John Giles spoke to Off The Ball on Friday night discussing the effect a manager can have on a team

BY Cian Roche 21:47 Friday 18 March 2016, 21:47 18 Mar 2016

A manager's worth is traditionally measured by the number of trophies they have won or how successful they have been over the course of their career.

According to Michael Calvin, author of Living on the Volcano: The Secrets of Surviving as a Football Manager, the average lifespan of a manager in the English Championship is eight months.

It goes without saying that the pressure facing managers to succeed instantly has grown massively in the last decade and even some of the most decorated managers in world football are feeling the pressure.

Take Louis van Gaal for instance.

"He change his team so much it's hard to know what his best team is" said John Giles after last night's 1-1 draw with Liverpool which saw them crash out of the Europa League.

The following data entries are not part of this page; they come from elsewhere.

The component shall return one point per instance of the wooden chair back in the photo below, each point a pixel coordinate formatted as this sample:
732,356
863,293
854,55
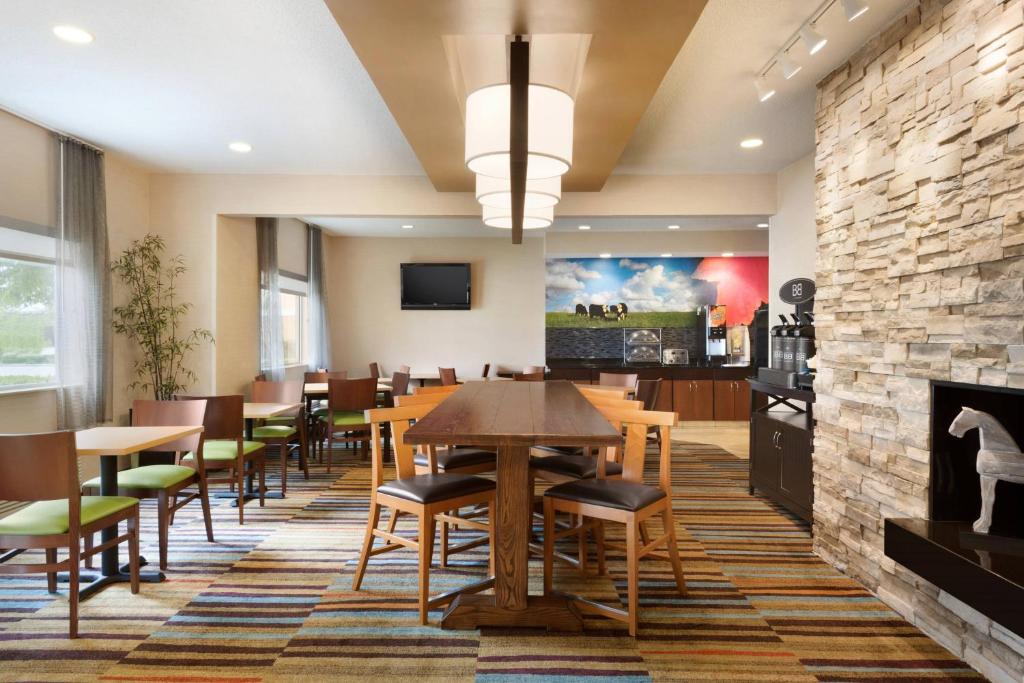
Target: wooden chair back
619,379
400,419
527,377
448,376
439,389
648,391
351,394
40,467
399,384
223,417
636,424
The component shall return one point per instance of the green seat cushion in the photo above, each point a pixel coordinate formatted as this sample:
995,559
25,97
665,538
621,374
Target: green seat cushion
48,517
342,418
217,451
148,476
273,431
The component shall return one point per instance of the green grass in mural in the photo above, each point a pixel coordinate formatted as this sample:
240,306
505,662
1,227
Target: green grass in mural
657,319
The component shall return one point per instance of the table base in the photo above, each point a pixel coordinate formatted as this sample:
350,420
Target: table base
472,611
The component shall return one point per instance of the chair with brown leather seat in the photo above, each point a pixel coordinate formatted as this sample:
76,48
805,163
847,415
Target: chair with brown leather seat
225,450
287,430
627,501
165,482
347,401
42,469
428,497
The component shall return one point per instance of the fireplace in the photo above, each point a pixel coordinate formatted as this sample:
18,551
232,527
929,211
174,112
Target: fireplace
985,571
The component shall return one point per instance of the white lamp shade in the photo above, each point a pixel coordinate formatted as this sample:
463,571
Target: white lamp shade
531,219
550,134
497,193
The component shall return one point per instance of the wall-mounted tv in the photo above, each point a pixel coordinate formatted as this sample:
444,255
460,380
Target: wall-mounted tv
435,287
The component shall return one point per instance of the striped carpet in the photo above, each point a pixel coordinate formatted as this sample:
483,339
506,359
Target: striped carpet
272,601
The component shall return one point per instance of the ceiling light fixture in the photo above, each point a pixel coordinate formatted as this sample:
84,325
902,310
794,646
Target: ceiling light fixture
532,219
765,91
854,8
812,39
788,67
497,193
72,34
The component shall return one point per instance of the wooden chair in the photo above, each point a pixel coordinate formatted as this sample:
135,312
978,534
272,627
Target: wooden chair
428,497
448,376
224,447
164,482
43,469
629,502
619,379
286,430
347,401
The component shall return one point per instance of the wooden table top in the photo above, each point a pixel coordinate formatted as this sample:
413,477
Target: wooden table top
263,411
514,413
126,440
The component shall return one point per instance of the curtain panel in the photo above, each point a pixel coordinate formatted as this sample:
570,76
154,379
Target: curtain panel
271,345
83,287
320,330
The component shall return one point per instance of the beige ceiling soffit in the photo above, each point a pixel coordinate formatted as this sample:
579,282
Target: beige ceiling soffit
408,48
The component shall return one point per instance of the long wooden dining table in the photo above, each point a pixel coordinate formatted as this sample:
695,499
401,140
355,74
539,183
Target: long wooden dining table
513,417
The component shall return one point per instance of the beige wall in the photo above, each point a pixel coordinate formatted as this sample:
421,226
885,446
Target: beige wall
505,326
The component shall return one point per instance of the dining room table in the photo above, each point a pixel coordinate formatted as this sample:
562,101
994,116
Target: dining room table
513,417
109,443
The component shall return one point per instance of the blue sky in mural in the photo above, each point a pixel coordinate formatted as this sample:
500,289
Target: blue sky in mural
643,284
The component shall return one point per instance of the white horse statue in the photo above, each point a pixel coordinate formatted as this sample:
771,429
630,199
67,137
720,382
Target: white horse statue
998,458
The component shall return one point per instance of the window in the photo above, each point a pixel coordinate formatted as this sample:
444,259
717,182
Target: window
28,319
294,318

"When you look at a manager like van Gaal, who's been there for 18 months, we should have some pattern or proof of what he's trying to do at the club."

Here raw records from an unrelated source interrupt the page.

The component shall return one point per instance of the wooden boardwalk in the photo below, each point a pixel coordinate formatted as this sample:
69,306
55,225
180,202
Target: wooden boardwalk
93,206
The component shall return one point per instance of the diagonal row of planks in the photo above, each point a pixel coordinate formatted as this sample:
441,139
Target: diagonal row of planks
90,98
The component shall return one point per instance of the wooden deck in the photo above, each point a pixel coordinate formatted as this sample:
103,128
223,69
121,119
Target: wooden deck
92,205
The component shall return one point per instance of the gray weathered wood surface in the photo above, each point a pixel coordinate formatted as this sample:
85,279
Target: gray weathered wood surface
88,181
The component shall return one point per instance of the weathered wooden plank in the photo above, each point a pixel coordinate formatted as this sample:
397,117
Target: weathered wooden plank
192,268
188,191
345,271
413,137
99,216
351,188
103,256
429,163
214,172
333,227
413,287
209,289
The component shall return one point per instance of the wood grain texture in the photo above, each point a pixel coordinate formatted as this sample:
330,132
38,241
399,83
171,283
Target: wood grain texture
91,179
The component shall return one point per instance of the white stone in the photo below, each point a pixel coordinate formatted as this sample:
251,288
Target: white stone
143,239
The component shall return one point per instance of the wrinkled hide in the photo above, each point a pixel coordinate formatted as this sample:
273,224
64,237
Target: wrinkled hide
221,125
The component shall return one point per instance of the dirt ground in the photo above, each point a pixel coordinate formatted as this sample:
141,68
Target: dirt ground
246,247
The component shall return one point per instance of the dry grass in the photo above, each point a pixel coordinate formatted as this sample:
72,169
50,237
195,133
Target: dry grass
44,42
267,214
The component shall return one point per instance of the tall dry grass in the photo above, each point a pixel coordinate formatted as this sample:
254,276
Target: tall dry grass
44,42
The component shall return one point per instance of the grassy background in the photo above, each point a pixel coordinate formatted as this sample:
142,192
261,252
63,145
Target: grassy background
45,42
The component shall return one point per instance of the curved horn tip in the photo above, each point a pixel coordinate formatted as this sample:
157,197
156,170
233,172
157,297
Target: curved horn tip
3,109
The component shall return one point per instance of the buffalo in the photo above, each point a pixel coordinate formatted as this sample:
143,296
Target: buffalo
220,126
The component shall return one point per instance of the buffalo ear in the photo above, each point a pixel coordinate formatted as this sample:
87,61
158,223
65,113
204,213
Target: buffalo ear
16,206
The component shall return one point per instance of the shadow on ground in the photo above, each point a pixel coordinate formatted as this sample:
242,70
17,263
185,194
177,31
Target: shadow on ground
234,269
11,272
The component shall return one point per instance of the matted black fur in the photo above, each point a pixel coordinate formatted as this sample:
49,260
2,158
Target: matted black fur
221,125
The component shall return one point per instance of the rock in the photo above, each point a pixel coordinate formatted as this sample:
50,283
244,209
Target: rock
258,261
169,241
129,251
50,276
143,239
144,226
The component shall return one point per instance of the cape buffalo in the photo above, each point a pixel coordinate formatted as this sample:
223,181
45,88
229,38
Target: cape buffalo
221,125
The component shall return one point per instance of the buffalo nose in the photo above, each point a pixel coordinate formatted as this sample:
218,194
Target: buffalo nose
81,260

The Dutch coach has been heavily criticised for his performance as Manchester United manager and the brand of football they've played since buying into the former Barcelona coach's philosophy.

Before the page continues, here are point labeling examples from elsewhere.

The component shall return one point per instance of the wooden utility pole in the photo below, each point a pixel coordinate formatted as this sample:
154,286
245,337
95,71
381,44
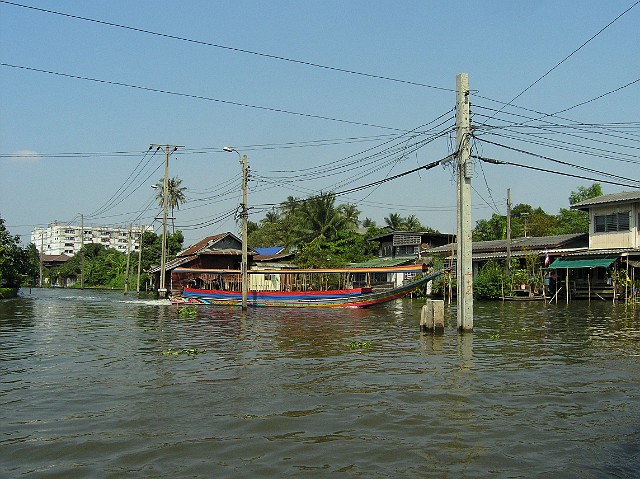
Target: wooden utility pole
464,268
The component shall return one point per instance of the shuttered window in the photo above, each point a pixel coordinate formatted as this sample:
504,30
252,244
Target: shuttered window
612,222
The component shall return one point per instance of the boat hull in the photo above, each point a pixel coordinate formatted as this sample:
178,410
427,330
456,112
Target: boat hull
351,298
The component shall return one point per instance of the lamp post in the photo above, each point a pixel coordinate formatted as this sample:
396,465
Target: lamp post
244,214
163,255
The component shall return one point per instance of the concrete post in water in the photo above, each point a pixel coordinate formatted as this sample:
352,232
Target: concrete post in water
432,316
463,237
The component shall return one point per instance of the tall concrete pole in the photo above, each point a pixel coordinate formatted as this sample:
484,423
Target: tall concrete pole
139,261
41,255
126,275
168,149
245,213
509,232
464,268
82,251
162,290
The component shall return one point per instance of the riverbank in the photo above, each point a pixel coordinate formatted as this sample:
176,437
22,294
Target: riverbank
101,384
6,293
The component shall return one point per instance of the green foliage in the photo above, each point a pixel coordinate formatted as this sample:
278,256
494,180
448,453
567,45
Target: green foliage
15,262
536,221
585,193
488,283
106,267
396,222
175,195
187,312
359,345
187,352
491,229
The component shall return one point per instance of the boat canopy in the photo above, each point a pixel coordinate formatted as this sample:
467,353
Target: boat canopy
573,263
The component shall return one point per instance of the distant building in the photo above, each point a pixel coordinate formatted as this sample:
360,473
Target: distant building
57,239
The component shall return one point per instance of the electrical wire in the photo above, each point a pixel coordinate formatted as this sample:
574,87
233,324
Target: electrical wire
545,170
199,97
569,56
233,49
565,163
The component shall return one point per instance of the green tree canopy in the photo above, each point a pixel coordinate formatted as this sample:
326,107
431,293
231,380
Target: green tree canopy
14,260
175,196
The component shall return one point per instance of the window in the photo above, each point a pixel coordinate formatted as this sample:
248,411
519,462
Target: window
612,222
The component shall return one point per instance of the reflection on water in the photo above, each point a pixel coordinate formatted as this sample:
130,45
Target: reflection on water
90,388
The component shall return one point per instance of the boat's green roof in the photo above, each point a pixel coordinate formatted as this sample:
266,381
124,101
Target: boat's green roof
572,263
381,262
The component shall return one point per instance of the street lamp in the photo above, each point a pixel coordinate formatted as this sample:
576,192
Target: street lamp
244,214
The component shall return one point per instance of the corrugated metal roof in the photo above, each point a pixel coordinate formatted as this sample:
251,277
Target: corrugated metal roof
623,197
174,263
269,251
528,243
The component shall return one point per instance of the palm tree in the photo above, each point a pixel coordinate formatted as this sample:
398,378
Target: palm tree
412,223
350,212
321,217
394,221
175,196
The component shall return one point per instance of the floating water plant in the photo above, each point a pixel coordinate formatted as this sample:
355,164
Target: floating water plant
188,352
187,312
359,344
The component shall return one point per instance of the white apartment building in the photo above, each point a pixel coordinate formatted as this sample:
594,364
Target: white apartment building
57,238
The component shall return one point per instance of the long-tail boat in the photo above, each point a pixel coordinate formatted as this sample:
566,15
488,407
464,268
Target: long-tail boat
335,298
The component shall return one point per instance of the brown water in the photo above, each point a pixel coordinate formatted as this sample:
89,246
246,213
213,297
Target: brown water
89,388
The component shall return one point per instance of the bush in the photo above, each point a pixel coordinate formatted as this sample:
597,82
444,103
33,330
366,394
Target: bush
488,283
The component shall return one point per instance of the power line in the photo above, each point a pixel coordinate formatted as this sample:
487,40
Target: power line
197,97
584,168
569,56
545,170
233,49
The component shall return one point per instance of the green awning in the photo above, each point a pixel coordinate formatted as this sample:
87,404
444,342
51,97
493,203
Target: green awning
572,263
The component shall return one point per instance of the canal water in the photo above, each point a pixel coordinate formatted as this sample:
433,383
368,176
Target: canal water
102,385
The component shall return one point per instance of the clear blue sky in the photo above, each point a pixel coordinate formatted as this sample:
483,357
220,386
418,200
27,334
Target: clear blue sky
200,96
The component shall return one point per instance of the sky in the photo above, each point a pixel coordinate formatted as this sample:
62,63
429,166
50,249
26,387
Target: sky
321,96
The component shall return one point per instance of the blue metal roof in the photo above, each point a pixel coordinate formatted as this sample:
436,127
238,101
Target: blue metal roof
269,251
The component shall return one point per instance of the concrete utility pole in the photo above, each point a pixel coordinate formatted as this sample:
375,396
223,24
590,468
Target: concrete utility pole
168,149
465,172
81,251
126,275
509,231
245,214
41,254
139,261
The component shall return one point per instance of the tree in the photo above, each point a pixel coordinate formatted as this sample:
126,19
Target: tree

"Every time I watch United, it's like they're starting from scratch again. With Liverpool and Jurgen Klopp you can tell most of the time what he's trying to do. He might not always have the players to do it, but at least he's trying to do something that is his philosophy.

Jurgen Klopp (left) and Louis van Gaal faced off on Thursday night in the Europa League. Image: Martin Rickett / PA Wire/Press Association Images

"I never see that with van Gaal. It's four changes this week, five changes next week... It just changes all the time... And then what happens is the players lose confidence in the manager and don't buy into the system."

The former Leeds players explained that to be an effective manager you don't need to reinvent the wheel.

"What the great managers do is they reduce it to simplicity. There's no big great tactic that you pull out of the sky. It's about good players, organising them and allowing them to play.

When asked what Jimmy Armfield was like as a manager he replied: "No comment... Well I didn't get on very well with him and moved straight away after the Champions League final."